The COVID-19 catastrophe is about to require Americans to make tough decisions for how to allocate scarce resources that can determine life and death.
This is especially true with ventilators and beds in intensive care units. Many hospitalized patients in ICUs are dying of cancer or advanced irreversible dementia, or are on ventilators because of irreversible heart, lung or liver failure. In a large proportion of these kinds of cases, the physicians caring for the patient recognize that death is imminent, but treatment continues, often because families are unwilling to recognize the inevitable.
Americans value their autonomy in such situations, so persuading families to forgo further medical treatment is challenging and often elicits considerable anger.
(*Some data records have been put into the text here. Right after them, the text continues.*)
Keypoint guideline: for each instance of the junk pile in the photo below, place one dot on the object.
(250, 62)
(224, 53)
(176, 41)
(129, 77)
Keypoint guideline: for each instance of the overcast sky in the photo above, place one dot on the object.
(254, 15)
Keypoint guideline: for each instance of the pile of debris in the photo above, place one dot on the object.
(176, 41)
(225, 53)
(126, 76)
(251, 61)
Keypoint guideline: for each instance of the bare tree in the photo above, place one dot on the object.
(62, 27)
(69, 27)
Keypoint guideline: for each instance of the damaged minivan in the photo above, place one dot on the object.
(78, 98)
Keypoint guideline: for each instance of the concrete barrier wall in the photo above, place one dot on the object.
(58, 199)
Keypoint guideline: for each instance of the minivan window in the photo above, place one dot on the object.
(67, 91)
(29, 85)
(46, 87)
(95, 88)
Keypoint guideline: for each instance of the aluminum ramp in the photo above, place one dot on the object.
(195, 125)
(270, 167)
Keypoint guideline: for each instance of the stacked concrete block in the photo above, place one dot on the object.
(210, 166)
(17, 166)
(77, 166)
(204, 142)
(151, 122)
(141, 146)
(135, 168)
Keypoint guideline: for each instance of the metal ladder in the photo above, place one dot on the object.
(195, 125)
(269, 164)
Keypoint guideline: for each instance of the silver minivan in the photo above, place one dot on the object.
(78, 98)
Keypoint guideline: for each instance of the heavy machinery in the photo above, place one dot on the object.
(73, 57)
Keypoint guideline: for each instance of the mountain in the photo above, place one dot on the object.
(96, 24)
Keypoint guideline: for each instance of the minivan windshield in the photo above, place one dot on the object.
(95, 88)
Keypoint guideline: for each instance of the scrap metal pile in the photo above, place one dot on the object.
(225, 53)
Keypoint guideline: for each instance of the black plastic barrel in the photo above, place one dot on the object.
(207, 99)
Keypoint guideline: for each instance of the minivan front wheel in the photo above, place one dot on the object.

Doctors understandably tend to avoid these difficult conversations if they encounter resistance.
With the rapidly expanding COVID-19 pandemic, there is a very strong likelihood that despite heroic efforts by hospitals, we will run out of ICU beds and ventilators. If we continue to prioritize patients for whom meaningful recovery is virtually impossible, we may be doing this at the expense of patients with greater prospects of recovery with appropriate treatment.
Inappropriate use of critical-care resources is not new. Intensive care that prolongs life without achieving an effect that the patient can appreciate as a benefit is all too common in the U.S. health-care system. But the consequences of doing this have not been easy for the public to discern — like wasted resources, patients waiting longer in emergency rooms for critical-care beds or those needing organ transplants dying in small hospitals while waiting for a bed at the transplant center.
As is beginning to happen in New York City, and has already happened widely in Italy, the demand for ICU beds for COVID-19 patients will overwhelm the supply, and lives will be lost as a result.
What are we to do? Some may say it’s impossible to put anyone in the position of making a “Sophie’s Choice”-type decision about who will live and who will die. But it is not just ethically acceptable to prioritize treatment for a patient more likely to benefit compared with another, it is an ethical imperative.
Medical care is a shared societal resource to be applied where it is most effective. Under conditions of critical-care overload, we must ensure that patients who are most likely to benefit receive treatment. Triage choices must be based on the best possible objective models predicting clinical outcomes and never on irrelevant criteria such as ethnicity or gender, ability to pay or family insistence that their loved ones get the ICU beds.
Likewise, triage based on arrival time at the hospital is too blunt a way to allocate a valuable resource. All intensive care is a time-limited trial intended to save lives. Patients who get worse rather than better with optimal treatment, who are less likely to benefit compared with others in need who are waiting, or who may not benefit at all, must lose their spots.
In the COVID-19 crisis, this means that ventilators and ICU beds should be denied to or withdrawn from patients for whom the benefits are minimal at best, and those resources given to patients who are more likely to survive. These gut-wrenching actions must be carried out with compassion, support and palliation.
When objective measures are not used to allocate a scarce resource, those with influence and wealth win out.
We have already witnessed this with coronavirus testing, with athletes and celebrities with no symptoms being tested, contrary to testing guidelines, while others exhibiting symptoms have not received the test. Fair distribution of scarce resources requires knowledge, unbiased implementation, ethical firmness and transparency.
The American public needs to be educated on the rules for medical decision-making so that it’s clear why some patients receive treatment while others do not. By standing together, we can achieve the best outcomes for the most people.